In which I report on the latest entertainment news.
The Cabin in the Woods has been praised as one of the most original movies - let alone horror movies - to come out in decades. It singlehandedly re-invented the horror-comedy proved that intelligent, skillfully made films could come from any genre, even traditionally maligned ones. This is why news of a new lawsuit against writer Joss Whedon, writer-director Drew Godard and producers Lionsgate for copyright infringement comes as such a genuine shocker.
Author Peter Gallagher claims in a $10 million lawsuit filed on Monday that The Cabin in the Woods is a blatant ripoff of his self-published 2006 novel The Little White Trip: A Night in the Pines. According to Gallagher,
“Comparing the Book to the Film, the plots, stories, characters, sequence of events, themes, dialogue, and incidents portrayed in the two works are fictional and, in many respects, the elements in the two works are virtually identical,The alleged similarities include the number of characters (5), their sexual distribution (3 men, 2 women), their age range (between 17 and 22) and even their names (Jules and Dana instead of Julie and Dura). The novel's plot involves a group of friends that travel to a remote cabin in the woods whose previous tenants were murdered by their father. The family comes back as zombies to terrorize the protagonists, only to have it revealed that they're being filmed and have become the "inadvertent characters in a real-life horror show for the enjoyment of others."
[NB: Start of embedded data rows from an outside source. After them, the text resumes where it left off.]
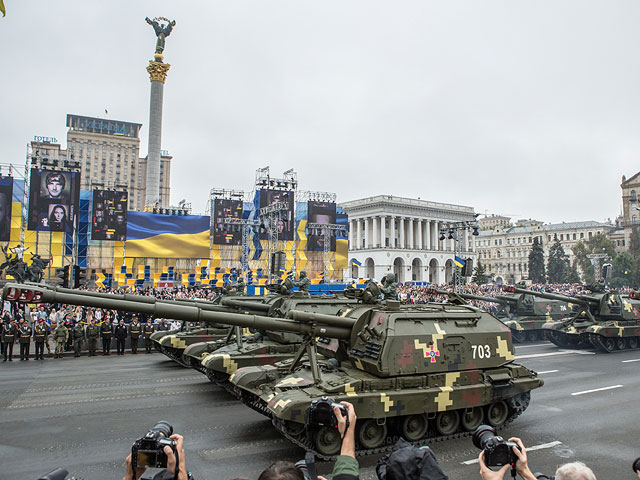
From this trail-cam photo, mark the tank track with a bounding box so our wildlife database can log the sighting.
[510,328,547,343]
[587,333,640,353]
[271,392,531,461]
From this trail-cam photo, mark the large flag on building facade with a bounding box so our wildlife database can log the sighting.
[125,211,210,258]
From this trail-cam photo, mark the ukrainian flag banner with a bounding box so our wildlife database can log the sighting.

While I have to agree that there are a striking number of superficial similarities between the two stories, they're really only just that: superficial similarities. From my understanding about the novel and allegedly copied details, it lacks the plethora of horror icons (ranging from "Fornicus, Lord of Bondage and Pain" to "Kevin"), its third act reveal of human sacrifice to ancient gods and any number of other details that made the movie the cultural phenomenon that it is. All it has are a similar group of protagonists in a similar second act scenario. That's it.
Just because two (or in this case three) people have a somewhat novel idea - deeply based on genre tropes and conventions, mind you - doesn't mean that it's copyright infringement. The similarities are far from systematic and far from particular enough to warrant intellectual theft. They're not even as similar as the annual pair of obviously poached movies between rival studios (Volcano vs Dante's Peak, Armageddon vs Deep Impact, Antz vs A Bug's Life).
What's more, is that the novel's distribution casts very reasonable doubt that Whedon, Godard or anybody at Lionsgate could have ever read it - let alone known about it - before production on the film began. It was self-published and self-distributed at only a few locations across California. There are only 7,500 copies of the novel in question, so they would have had to be in the exact right place at the exact right time to get one of the absurdly few copies of it in order to pluck a few mildly similar details and scenarios from it. This lawsuit isn't adding up to anything more than a desperate author trying to make a few (million) bucks off of a novel that didn't take off like he thought it would.